The Blood Brain Barrier could be the initiator in the development of Alzheimer’s disease (AD), but how? An incredible piece of evidence was recently revealed to answer this.
By adding analysis of some vascular diseases like diabetes to the mix the study concluded that the permeable BBB likely created the conditions for mental retardation1. A progressive accumulation of Amyloid β protein in brain and BBB impairment may turn into a feedback loop that caused the cognitive dysfunction and the inception of dementia2.
The activation of BBB take place within the neurovascular unit (NVU), which comprises of clusters of glial cells, pericytes and neurons. The NVU becomes defective during AD, and each of its components may suffer functional alterations that further lead to neuronal injury and cognitive deficit3.
Multiple studies publicized that BBB collapse and disorganized transport in AD models, thus play a role in neurodegeneration and pathogenisis of Alzheimer’s Aβ and tau pathology4.
Blood-to-brain seepage has also been investigated in other neurodegenerative diseases, like Huntington’s disease, Parkinson’s and multiple sclerosis5.
U.S. Centers for Disease Control and Prevention calculated that Alzheimer’s badly affected approximately 5.7 million Americans and supposed that by 2050, harm up to 14 millions. Alzheimer’s proved more deadly than prostate and breast cancer5.
Alzheimer’s being an irremediable disease, and to combat with such non comprehendible disease it is crucial to diagnose it early/ in the beginning. Blood-brain barrier (BBB) leak can be examined with an intravenously supervised substance i.e., magnetic resonance imaging. Brain microbleeds, a second indication of leakage, can also be investigated with MRI. A bonus effect of BBB breakdown is brain fuel deprivation or Hypoglycemia resulting in functional brain failure and this could be visulaized via PET scan5.

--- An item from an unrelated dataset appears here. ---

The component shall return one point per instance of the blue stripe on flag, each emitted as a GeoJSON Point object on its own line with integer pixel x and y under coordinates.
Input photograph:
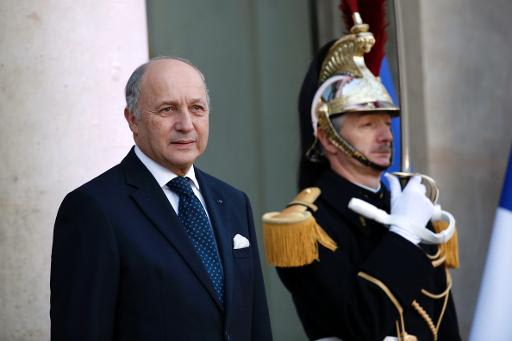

Alzheimer’s is not a normal part of aging. Alzheimer’s is a progressive disease, where dementia symptoms gradually worsen over a number of years. Alzheimer’s has no current cure, but treatments for symptoms are available and research continues there is a worldwide effort under way to find better ways to treat the disease, delay its onset, and prevent it from developing.